Original Blogspot Posting - June 18, 2003
Back in 1992, I was a First Lieutenant (1LT) in the US Army. I was an Executive Officer - 2nd in Command of a Company - in the 3rd Infantry Division (3rd ID) and was headquartered in Wurzburg, Germany, which was nestled in the hills of the northern tip of Bavaria. It was the end of June, and I was getting ready to head back to the states.
Now, normally, when you are leaving one post for another, you receive about ten days administrative leave (read vacation or time off) in order to put your things in order - things like shipping your car back to the states, packing and shipping your belongings, and ensuring that you have properly filled out about ten reams of paperwork properly. It is during this standard, ten day period that you are considered untouchable for additional duty assignments. For all intents and purposes, you are supposed to be considered already gone...
Well, over the Fourth of July weekend, the 3rd ID was going to celebrate it's 75th Anniversary. Major General (MG) Keller, the Division Commander, was going to bring every living 3rd ID Medal of Honor (MOH) recipient to Germany. This meant that each MOH winner would need a junior officer as an escort. You guessed it, MG Keller caught me in his net for junior officers even though I was supposed to be left alone.

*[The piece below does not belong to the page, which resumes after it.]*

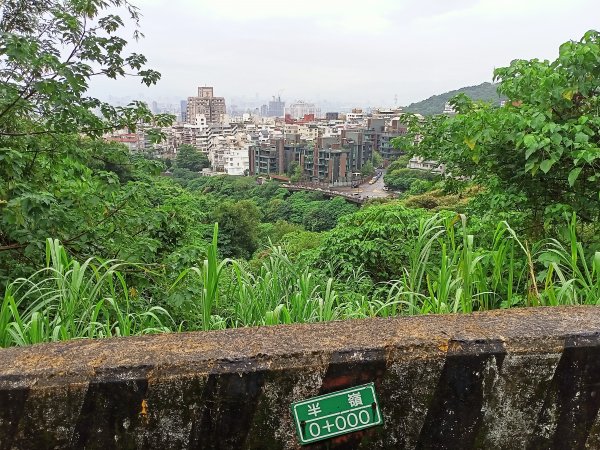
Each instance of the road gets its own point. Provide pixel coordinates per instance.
(367, 190)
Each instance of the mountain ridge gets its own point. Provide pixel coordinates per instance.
(435, 104)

Please understand that is was a great duty to escort a MOH winner - so I didn't complain - hell, I wanted to meet the heroes and I ended up as escort officer for Ola Mize. He was a Sergeant when he received the MOH and ended his career in the Army as a Colonel. He was a great guy, very easy going and funny. I really liked being around him. I even had the Division Staff Duty Officer - charged with knowing everything that was going on at night and had keys to open every building - open the bowling alley on base for Colonel Mize at midnight so we could bowl and have a beer. After bowling, I dropped the colonel off at his VIP suite. I caught up with the other junior officers who escorted MOH winners that day, and the consensus was that every single one of them were great guys. All of us had been treated with enormous respect. Hell, I bowled and drank beers with an amazing American hero that I would have willingly carried on my back around the base.